Analysis of the impacts of major anion variations on surface water acidity particularly with regard to conifer harvesting: case studies from Wales and Northern England
- 1Institute of Hydrology, Crowmarsh Gifford, Wallingford, OXON, UK, OX10 8BB.
- 2Institute of Terrestrial Ecology, Bangor Research Unit, Deiniol Road, Bangor, Gwynedd, N. Wales, UK, LL572UP.
- 3Institute of Terrestrial Ecology, Merlewood Research Station, Grange-over-Sands, Cumbria, UK, LA116JU.

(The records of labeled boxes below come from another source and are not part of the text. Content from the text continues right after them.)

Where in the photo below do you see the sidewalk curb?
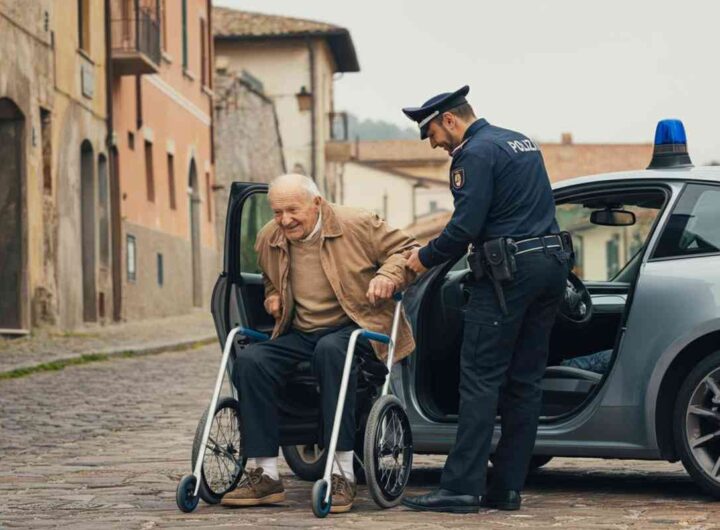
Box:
[0,334,217,381]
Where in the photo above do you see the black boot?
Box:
[480,490,522,510]
[402,488,480,513]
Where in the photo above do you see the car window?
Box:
[240,193,273,274]
[653,184,720,258]
[557,198,660,281]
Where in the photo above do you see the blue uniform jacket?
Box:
[419,119,559,268]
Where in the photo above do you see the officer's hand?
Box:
[265,294,282,319]
[365,276,395,305]
[403,248,427,274]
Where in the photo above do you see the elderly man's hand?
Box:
[403,248,427,274]
[265,294,282,319]
[366,275,395,305]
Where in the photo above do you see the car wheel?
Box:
[530,455,552,471]
[673,352,720,498]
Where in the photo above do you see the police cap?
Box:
[403,85,470,140]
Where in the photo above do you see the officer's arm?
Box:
[368,211,420,291]
[419,151,493,269]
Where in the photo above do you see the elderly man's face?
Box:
[268,187,322,241]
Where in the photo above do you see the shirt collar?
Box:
[300,210,322,242]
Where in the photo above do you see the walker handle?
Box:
[360,329,390,344]
[238,328,270,341]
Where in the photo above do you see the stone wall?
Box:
[214,74,285,266]
[122,221,218,320]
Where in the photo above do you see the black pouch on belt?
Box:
[558,231,575,268]
[483,237,517,282]
[468,250,485,281]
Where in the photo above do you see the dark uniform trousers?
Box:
[441,245,570,495]
[233,324,374,458]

Abstract. Data on the water quality of streams draining a range of acidic and acid sensitive, mainly afforested, upland catchments in mid- and north-Wales and northern-England are described to investigate the acidification effects of conifer harvesting in relation to natural variability. Most sites show a large range in pH and major cation and major anion concentrations. The waters draining from the smaller catchments are more acidic and aluminium bearing reflecting a higher proportion of runoff from the acidic soils in each area. However, there is often a less acidic component of runoff under base-flow conditions due to ground-water contributions particularly within the larger streams. Higher concentrations of nitrate occur for sites which have been felled although declines in concentration occur several years after felling. Multiple regression analysis reveals the importance of cation exchange and within catchment acidification associated with sulphate and nitrate generation. Sulphate also has a component associated with weathering but the patterns vary from catchment to catchment. Analysis of the influence of changing anion concentrations associated with tree harvesting reveals that the acidification induced by increases in nitrate can be offset or reversed by the lowering of chloride and sulphate concentrations due to decreased atmospheric scavenging by the vegetation, reduced evapotranspiration and increased surface runoff diluting the acidity generated. It is concluded that contemporary UK forestry guidelines with an emphasis on phased harvesting of catchments over several years and careful harvesting methodologies can alleviate most problems of stream acidification associated with felling activities and in some cases can reverse the acidification pattern.